La seconda controversia, posta dai sadducei, riguarda la resurrezione. Cercano di mostrare, con esempio concreto, quanto sia ridicola e insostenibile la dottrina dei farisei sulla resurrezione: “Alla resurrezione, dunque, di quale dei sette lei sarà moglie?” (v.28).

 Gesù, pensano, è in scacco: qualunque risposta lo metterà in difficoltà verso una parte. Questo caso fa riferimento alla legge del levirato, per la quale un cognato doveva sposare la cognata se suo marito moriva senza lasciare figli maschi, per la discendenza. Gesù affronta i due aspetti che emergono, rilevando che non conoscono né le Scritture, né la potenza di Dio. La legge del levirato riguarda solo questo mondo; in cielo non si prende moglie o marito, ma si è come angeli (ai quali i sadducei non credono). Poi Gesù richiama l’alleanza che Dio stringe con gli uomini, luogo essenziale della rivelazione.  Attraverso Es 3,6 fa notare che l’espressione “Io sono il Dio di Abramo, il Dio di Isacco e il Dio di Giacobbe”  parla di un Dio dei viventi. Senza la prospettiva ultraterrena che senso avrebbe la rivelazione anticotestamentaria che rivela la realtà del “Dio vivente” e che “dà vita”? Ne consegue che “Non è il Dio dei morti, ma dei viventi”.

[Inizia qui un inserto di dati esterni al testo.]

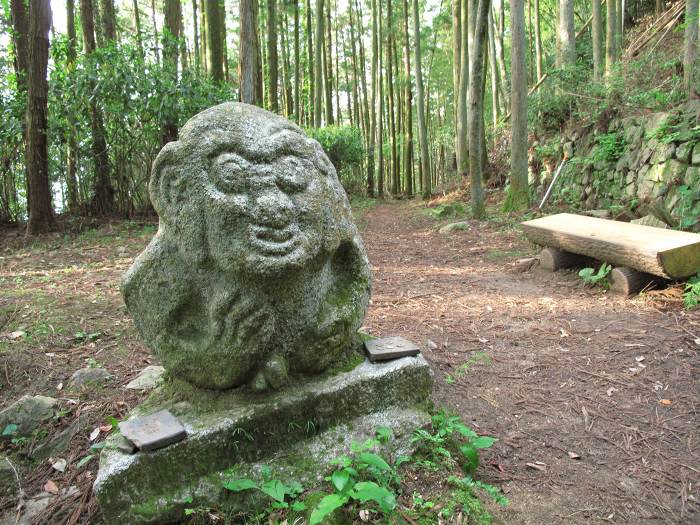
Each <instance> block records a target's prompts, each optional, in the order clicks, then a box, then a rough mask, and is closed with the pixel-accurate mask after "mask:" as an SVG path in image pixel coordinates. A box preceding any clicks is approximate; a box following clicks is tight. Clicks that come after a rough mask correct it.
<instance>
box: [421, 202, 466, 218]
mask: <svg viewBox="0 0 700 525" xmlns="http://www.w3.org/2000/svg"><path fill="white" fill-rule="evenodd" d="M427 210H428V213H429V214H430V215H431V216H432V217H433V218H435V219H446V218H450V217H452V218H454V217H464V216H465V215H467V214H468V213H469V210H468V208H467V206H466V204H464V203H463V202H459V201H455V202H448V203H446V204H438V205H437V206H434V207H433V208H428V209H427Z"/></svg>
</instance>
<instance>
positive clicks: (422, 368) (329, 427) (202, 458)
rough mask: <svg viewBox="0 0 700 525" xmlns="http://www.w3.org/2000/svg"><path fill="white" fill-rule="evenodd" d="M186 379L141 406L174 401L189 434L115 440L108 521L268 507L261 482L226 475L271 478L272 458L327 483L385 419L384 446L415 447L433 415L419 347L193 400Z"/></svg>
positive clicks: (105, 470) (118, 522) (134, 519)
mask: <svg viewBox="0 0 700 525" xmlns="http://www.w3.org/2000/svg"><path fill="white" fill-rule="evenodd" d="M178 386H181V385H178V384H174V383H170V384H168V383H166V384H165V385H163V386H162V387H161V388H160V389H159V390H157V391H156V392H154V394H153V396H151V398H149V400H148V401H147V402H146V403H144V405H142V406H141V407H139V408H138V409H136V410H135V411H134V415H144V414H150V413H152V412H156V411H158V410H162V409H166V408H167V409H169V410H170V411H171V412H172V413H173V414H174V415H175V416H176V417H177V418H178V419H179V421H180V422H181V423H182V424H183V425H184V427H185V429H186V430H187V434H188V436H187V438H186V439H185V440H184V441H180V442H178V443H175V444H173V445H170V446H168V447H166V448H163V449H160V450H156V451H152V452H138V453H136V454H127V453H125V452H123V451H122V450H120V448H119V444H120V441H121V440H123V438H122V437H121V436H120V435H118V434H115V435H113V436H111V437H110V438H109V439H108V442H107V444H106V446H105V448H104V450H103V452H102V456H101V458H100V470H99V473H98V476H97V480H96V481H95V486H94V491H95V493H96V495H97V498H98V500H99V502H100V506H101V509H102V513H103V517H104V519H105V521H106V522H107V523H119V524H142V523H171V522H176V521H179V520H182V519H183V518H184V516H185V509H186V508H192V507H200V508H201V507H204V508H222V509H226V510H227V511H230V512H236V511H242V510H245V511H249V510H251V509H253V508H256V507H258V506H260V507H261V508H264V507H265V504H264V503H263V501H262V500H261V499H262V498H264V496H263V495H262V494H261V493H260V492H259V491H255V490H250V491H245V492H240V493H232V492H230V491H227V490H226V489H224V488H223V484H224V483H226V482H227V481H230V480H232V479H237V478H243V477H245V478H252V479H256V480H261V479H262V467H263V466H268V467H269V468H270V470H271V471H272V475H273V477H274V478H276V479H279V480H281V481H283V482H285V483H288V482H291V481H299V482H300V483H302V485H303V486H304V488H306V489H310V488H313V487H314V486H318V485H320V484H322V483H323V477H324V476H325V475H327V474H328V469H329V463H330V461H331V460H332V459H334V458H336V457H337V456H339V455H342V454H346V453H347V452H348V451H349V449H350V444H351V443H352V441H363V440H365V439H367V438H369V437H373V436H374V435H375V431H376V429H377V428H378V427H380V426H385V427H390V428H391V429H392V430H393V432H394V436H395V439H393V440H392V441H391V442H390V444H389V445H388V446H387V450H386V451H384V452H383V453H384V454H387V455H389V456H391V455H398V454H404V453H407V452H410V439H409V438H410V436H411V433H412V432H413V430H414V429H416V428H418V427H421V426H423V425H425V424H427V423H428V422H429V416H428V408H429V406H430V394H431V390H432V374H431V372H430V369H429V367H428V365H427V363H426V362H425V360H424V359H423V357H421V356H420V355H418V356H416V357H404V358H401V359H397V360H394V361H388V362H385V363H380V364H374V363H370V362H369V361H364V362H363V363H361V364H360V365H358V366H356V367H355V368H354V369H353V370H351V371H349V372H343V373H339V374H336V375H333V376H330V377H325V378H317V379H314V380H311V381H309V382H304V383H300V384H298V385H292V386H290V387H288V388H286V389H285V390H283V391H278V392H275V393H272V394H267V395H265V396H260V395H257V396H256V395H252V394H250V393H246V392H243V391H240V390H237V391H231V392H223V393H221V392H202V391H197V394H198V395H197V396H195V397H192V398H191V399H190V400H183V399H181V398H182V397H183V396H177V395H174V392H176V391H177V387H178ZM183 388H185V387H184V386H183ZM190 394H191V393H189V392H187V395H188V396H189V395H190ZM185 397H187V396H185ZM179 398H180V399H179ZM256 499H257V501H256Z"/></svg>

La terza controversia s’innesta nella molteplicità delle prescrizioni dei 613 precetti, tratti dalla thora, di cui 248 gravi e 365 proibizioni. In questa selva di imposizioni c’è un comandamento fondamentale? La risposta di Gesù unisce l’amore di Dio e l’amore del prossimo, costituendone un unico comandamento, ma con la priorità del primo a cui il secondo viene rapportato. L’amore di Dio è fondante, ma l’amore di Dio e l’amore del prossimo sono inseparabili: “Da questi due comandamenti dipendono tutta la Legge e i Profeti” (v. 40).

Gesù, prendendo l’iniziativa, pone il problema della sua identità. Si tratta del mistero del Messia Figlio e Signore di Davide, cuore della loro fede messianica. Richiama la domanda sulla sua autorità (21,23) e la domanda posta ai discepoli “Voi, chi dite che io sia?” (16,15). Poiché Davide (Sal 110) chiama il Messia che è suo figlio “mio Signore”, significa che il Messia è qualcosa di più che un discendente dalla dinastia davidica e di Davide stesso. Emerge l’allusione all’origine divina del Messia di fronte al loro messianismo terreno. Spronandoli a prendere in considerazione che lui è il Messia, non riceve risposta. Non erano in grado di rispondergli e non lo interrogano più.

Niente può sottrarsi a questa domanda di Gesù che penetra nel più intimo di tutta la realtà umana, e  mette tutto dinanzi alla presenza di Dio: dal gioco politico (22,15-22), alla domanda sulla resurrezione (22,23-33), alla morale e alla legge (22,34-40).